I have an infinitely differentiable function:
- $f(x)=\exp(k\ \cos(x))$
- $f^\prime(x) = -k\ \sin(x)\ \exp(k\ \cos(x))$
- $f^{\prime\prime}(x) = k\ \exp(k\ \cos(x))\ (k\ \sin^2(x) - \cos(x))$
- $f^{\prime\prime\prime}(x) = -k\ \exp(k\ \cos(x))\ \sin(x)\ (k^2\ \sin^2(x) -3k\ \cos(x) - 1)$
- etc...
Now $g$ is the sum of a few of these functions, shifted by various values:
- $g(x) = \sum_{n=1}^{N} f(x-\mu_n)$
- $\therefore g^{\prime}(x) = \sum_{n=1}^{N} f^{\prime}(x-\mu_n)$
- etc...
I want to find the local minimum of $-g(x)$ (or local maximum of $g(x)$) closest to a given starting point, $x_0$.
I tried using the Newton-Rhapson method (specifically the Scipy implementation) to find the closest root of $g^{\prime}(x)$ to $x_0$. This method seems to be significantly faster than the other functions in that library, which do not use the derivatives at all.
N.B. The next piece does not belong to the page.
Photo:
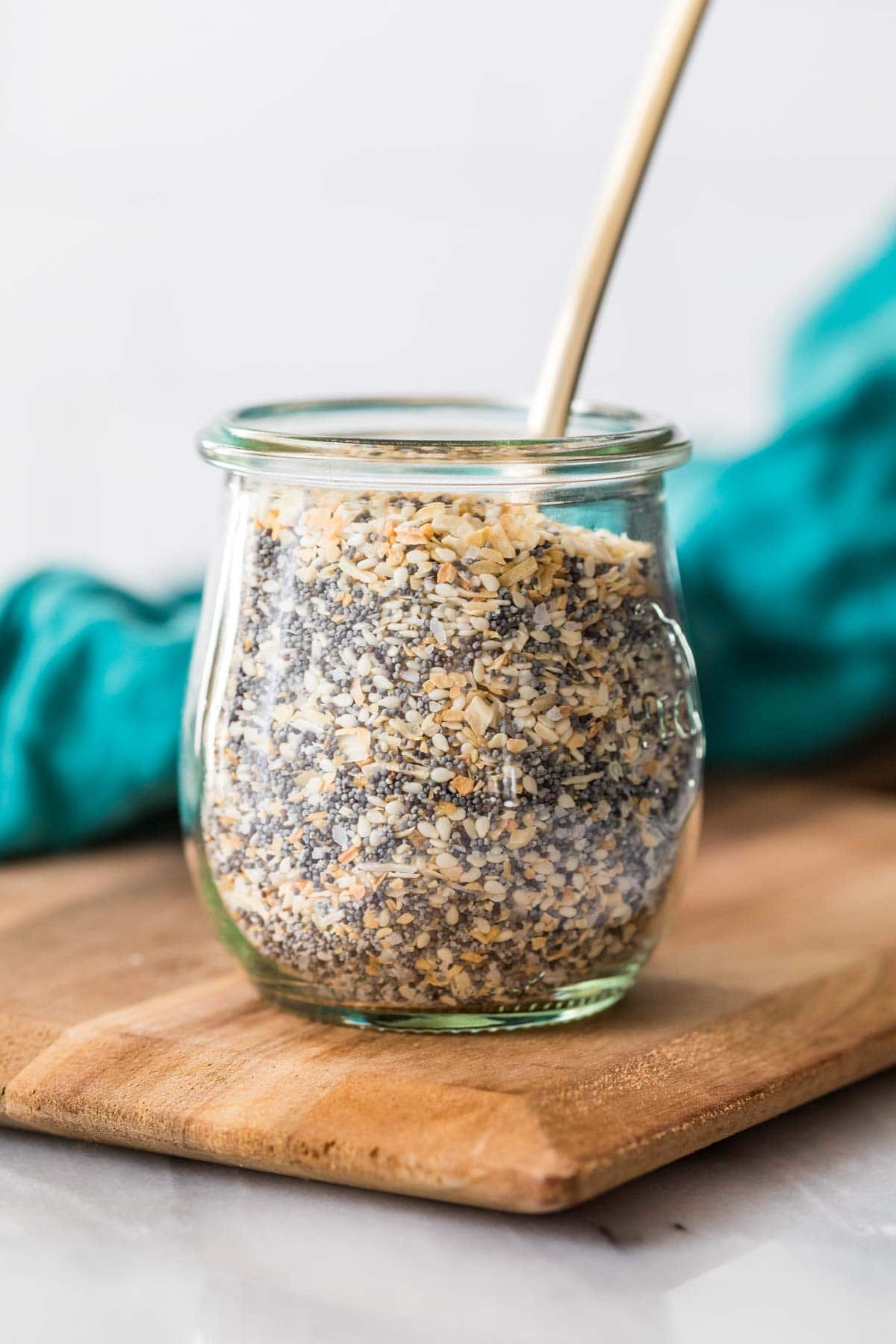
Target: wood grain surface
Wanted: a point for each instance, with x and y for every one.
(122, 1021)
However, it sometimes gives me a maximum instead of a minimum, since I can't guarantee that $x_0$ is closer to the nearest local maximum of $g(x)$ than it is to the nearest local minimum of $g(x)$.
Since the derivatives are relatively cheap to calculate, which other minimization functions use the derivatives to speed up the convergence?
Alternatively, is there a modified version of the Newton-Rhapson method that takes the sign of $g^{\prime\prime}$ into account, so that it only finds roots of $g^\prime$ where $g^{\prime\prime} < 0$? Such roots would correspond to maxima in $g$, which solves my original problem.